When Nurse Brianna changed my catheter bag, she held it up like it w
as the severed head of a monster I had slain for the good of the entire universe, instead of a bag full of pee that had leaked out of me. “Keep up the good work, Dani.”
Card attached to a stuffed lion from the people who work with Mom: To Dani, who has the spirit and courage of a lion.
All this attention gave me the creeps. It’s not that I’m one of those seriously reserved people who doesn’t like attention. I very much like attention, but only if it’s true and deserved. Hearing the word brave applied to me made me feel … pardon me while I choke on my tapioca.
Brave is pushing past firefighters and, without a thought for my own safety, rushing into a burning building to rescue a three-legged dog that’s cowering under the bed.

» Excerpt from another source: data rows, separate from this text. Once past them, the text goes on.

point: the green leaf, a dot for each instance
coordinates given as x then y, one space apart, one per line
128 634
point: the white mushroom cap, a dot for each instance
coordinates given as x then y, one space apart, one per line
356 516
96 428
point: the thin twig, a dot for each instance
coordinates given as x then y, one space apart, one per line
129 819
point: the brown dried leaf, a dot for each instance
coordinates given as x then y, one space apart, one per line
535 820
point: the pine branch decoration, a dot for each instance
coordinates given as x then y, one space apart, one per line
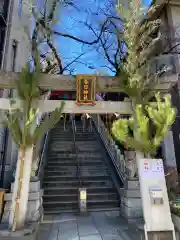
162 116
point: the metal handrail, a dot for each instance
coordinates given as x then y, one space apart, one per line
78 170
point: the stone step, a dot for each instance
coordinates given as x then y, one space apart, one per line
70 177
80 155
102 206
130 193
89 162
74 190
90 169
90 209
68 174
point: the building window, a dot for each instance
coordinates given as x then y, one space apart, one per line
14 54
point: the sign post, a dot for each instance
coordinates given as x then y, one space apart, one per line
156 209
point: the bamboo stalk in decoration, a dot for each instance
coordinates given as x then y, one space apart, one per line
21 172
65 115
106 122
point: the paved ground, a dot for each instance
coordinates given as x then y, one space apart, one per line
96 226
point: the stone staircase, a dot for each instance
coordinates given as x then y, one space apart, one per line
61 181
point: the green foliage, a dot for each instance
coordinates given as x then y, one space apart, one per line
22 115
158 116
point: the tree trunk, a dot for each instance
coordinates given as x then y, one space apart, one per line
21 188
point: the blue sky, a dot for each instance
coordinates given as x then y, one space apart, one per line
71 22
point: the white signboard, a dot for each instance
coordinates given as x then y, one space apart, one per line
154 196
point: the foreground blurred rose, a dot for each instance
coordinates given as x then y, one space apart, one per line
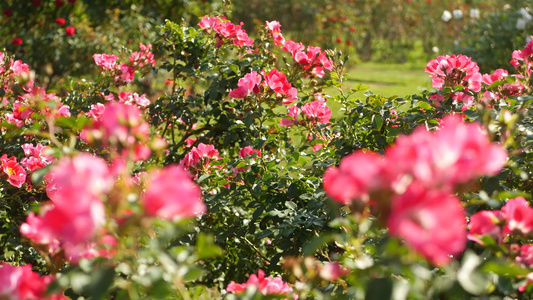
431 222
171 194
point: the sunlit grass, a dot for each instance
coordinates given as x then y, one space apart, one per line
388 79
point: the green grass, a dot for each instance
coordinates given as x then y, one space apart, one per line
388 79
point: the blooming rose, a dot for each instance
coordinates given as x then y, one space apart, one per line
431 222
172 194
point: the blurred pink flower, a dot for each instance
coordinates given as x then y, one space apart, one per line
15 172
357 175
106 61
431 222
247 85
171 194
518 216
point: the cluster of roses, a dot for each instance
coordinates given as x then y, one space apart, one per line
523 59
36 158
22 283
313 59
277 81
25 105
120 127
124 73
71 225
412 187
506 226
225 30
459 70
265 285
314 112
198 159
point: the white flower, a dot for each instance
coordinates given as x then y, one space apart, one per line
474 13
521 24
458 14
446 16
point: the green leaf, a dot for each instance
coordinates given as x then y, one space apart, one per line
377 121
379 289
316 243
101 281
206 247
38 175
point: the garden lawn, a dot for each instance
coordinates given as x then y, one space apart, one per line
389 79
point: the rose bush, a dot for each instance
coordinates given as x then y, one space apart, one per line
257 174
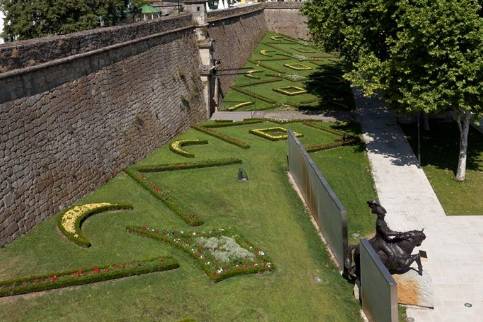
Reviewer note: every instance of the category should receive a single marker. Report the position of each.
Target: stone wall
(40, 50)
(236, 33)
(285, 18)
(69, 123)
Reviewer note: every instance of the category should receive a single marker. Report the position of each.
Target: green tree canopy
(419, 55)
(27, 19)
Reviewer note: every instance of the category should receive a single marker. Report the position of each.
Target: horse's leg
(405, 263)
(417, 259)
(411, 259)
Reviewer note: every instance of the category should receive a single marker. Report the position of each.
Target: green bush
(223, 137)
(187, 165)
(176, 147)
(77, 236)
(218, 124)
(85, 276)
(215, 268)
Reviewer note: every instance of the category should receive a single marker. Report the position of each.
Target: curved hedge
(177, 147)
(70, 221)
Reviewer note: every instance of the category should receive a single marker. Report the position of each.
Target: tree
(27, 19)
(419, 55)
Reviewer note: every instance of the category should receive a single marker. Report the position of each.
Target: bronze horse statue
(394, 248)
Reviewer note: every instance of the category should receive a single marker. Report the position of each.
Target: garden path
(454, 243)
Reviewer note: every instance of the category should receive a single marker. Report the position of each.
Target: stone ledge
(27, 53)
(218, 15)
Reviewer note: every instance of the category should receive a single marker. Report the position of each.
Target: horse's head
(417, 237)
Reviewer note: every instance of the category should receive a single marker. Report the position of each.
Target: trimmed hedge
(187, 214)
(223, 137)
(216, 270)
(253, 94)
(259, 63)
(231, 123)
(285, 90)
(176, 147)
(265, 133)
(328, 130)
(76, 215)
(187, 165)
(85, 276)
(265, 81)
(239, 105)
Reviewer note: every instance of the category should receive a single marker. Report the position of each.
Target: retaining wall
(285, 18)
(76, 109)
(236, 33)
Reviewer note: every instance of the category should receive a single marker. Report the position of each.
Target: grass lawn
(439, 154)
(305, 285)
(280, 62)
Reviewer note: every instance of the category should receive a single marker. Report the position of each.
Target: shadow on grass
(440, 146)
(333, 92)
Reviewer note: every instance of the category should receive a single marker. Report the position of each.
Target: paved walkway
(454, 243)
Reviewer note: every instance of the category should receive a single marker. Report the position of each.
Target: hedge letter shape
(177, 147)
(71, 220)
(221, 253)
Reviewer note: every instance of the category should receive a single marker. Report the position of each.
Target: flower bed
(239, 105)
(223, 137)
(177, 147)
(295, 77)
(298, 66)
(324, 129)
(70, 221)
(220, 253)
(305, 50)
(266, 52)
(161, 193)
(264, 81)
(290, 90)
(187, 165)
(85, 276)
(274, 133)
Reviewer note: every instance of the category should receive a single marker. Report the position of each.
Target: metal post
(419, 138)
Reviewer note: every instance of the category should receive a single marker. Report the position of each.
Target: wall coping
(283, 5)
(229, 13)
(27, 53)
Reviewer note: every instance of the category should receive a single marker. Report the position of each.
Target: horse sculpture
(394, 248)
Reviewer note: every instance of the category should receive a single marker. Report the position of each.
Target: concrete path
(454, 243)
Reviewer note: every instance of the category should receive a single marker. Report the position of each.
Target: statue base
(415, 289)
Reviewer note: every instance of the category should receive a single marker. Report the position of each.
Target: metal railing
(323, 204)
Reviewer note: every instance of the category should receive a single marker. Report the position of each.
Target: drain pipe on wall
(205, 48)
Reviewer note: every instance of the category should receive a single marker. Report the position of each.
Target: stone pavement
(454, 243)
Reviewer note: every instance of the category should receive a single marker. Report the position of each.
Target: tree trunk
(426, 122)
(463, 120)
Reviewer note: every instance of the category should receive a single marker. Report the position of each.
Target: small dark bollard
(242, 175)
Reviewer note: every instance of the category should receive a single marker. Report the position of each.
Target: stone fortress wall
(77, 109)
(236, 33)
(73, 123)
(285, 18)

Brave is volunteering to go to a country where they don’t have the world’s most advanced medical devices, such as they had at Children’s Hospital, and being kind and helpful to people suffering from a horrible skin-eating bacteria that makes their noses fall off.
Brave is walking up to the meanest girl at school and saying what is truly the truth: “Melissa, the way you feel good about yourself is by making fun of everyone else. Maybe one day karma will catch up and give you a contagious skin-eating bacteria and then see how popular you are.”
Brave is doing that.
It’s making a decision to do something that nobody is forcing you to do. You just do it. Because it has to be done. Because it’s the right thing to do. Because no one else has the guts to do it.
The truth is, I didn’t volunteer to have a transplant. Nobody asked if I would agree to be born with a messed-up heart so that someone else didn’t have to suffer. Honestly, if someone had asked, I would have said, “Go ahead and put Melissa’s heart on the wrong side of her body and give her the bargain-basement valves. That’s fine with me.”